A Vertical Lift Path boom, designed to keep the bucket level throughout a 3m lift height, has a capacity of 860kg and a tipping load of 2460kg.
Driving force is also from the same four-pot Kubota diesel, yet a 102 litres/min rather than 63 litres/min hydraulic pump designates a High-Flow specification.
Use of the extra output, says Bobcat, enables the machine to power a wide range of attachments.
These include posthole borers, sweepers, chippers, and mowers, together with feeder buckets and even a fertiliser spreader and a rotary cultivator.
Equipped with a pair of 320mm wide tracks, the machine exerts a ground pressure of just 351g/cm2, which can be reduced even further when 450mm wide versions are fitted.
With such a light footprint, the machine could be usefully employed where it is essential to keep ground compaction and rutting to a minimum. Such applications may include loading drills or spreaders with bags of seed and fertiliser on headlands, or carrying bales or feed to livestock kept on heavily poached ground.
Cab-side, the T190 has Bobcats latest operator station that is supplied as standard from the 700 series wheeled models upwards.
In this department, creature comforts would appear to be satisfactory if not plush.

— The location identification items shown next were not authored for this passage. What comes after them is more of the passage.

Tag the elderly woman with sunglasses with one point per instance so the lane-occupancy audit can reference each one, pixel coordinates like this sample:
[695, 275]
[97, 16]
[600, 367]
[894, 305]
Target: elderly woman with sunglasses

Taking up the heater and rear wiper option would be a natural choice for most.
Visibility is good with the open front entrance – a door is optional – and the roof light provides clear views of the boom throughout its lifting arc.
So, lets have some action.
With the safety bar down, a twist of the ignition key fires up the 2-litre engine, which then rumbles quietly away on tick-over.
Wind up the Kubota block, shove the two direction levers forward, and the loader rocks backwards as the tracks grip hard.
Once on the move, the T190 is almost a "go anywhere" machine which can be pushed to the limits.
The tracks drive the machine effortlessly up and down mounds of soil and abseilable inclines, and through wellington-sink ground conditions.
All of which can be achieved with a reasonable amount of confidence even when the foot pedals are used to lift the boom half way and crowd the bucket.
Digging deep into saturated soil appears to do little to kill the tracks gripping power and the engine goes home long before they slip excessively.
The verdict: Lots of tractive power, a light footprint and diminutive dimensions could make the machine a valuable asset on a stock or small arable farm. *
Bags of traction… The T190 is supplied as standard with a pair of 320mm wide tracks.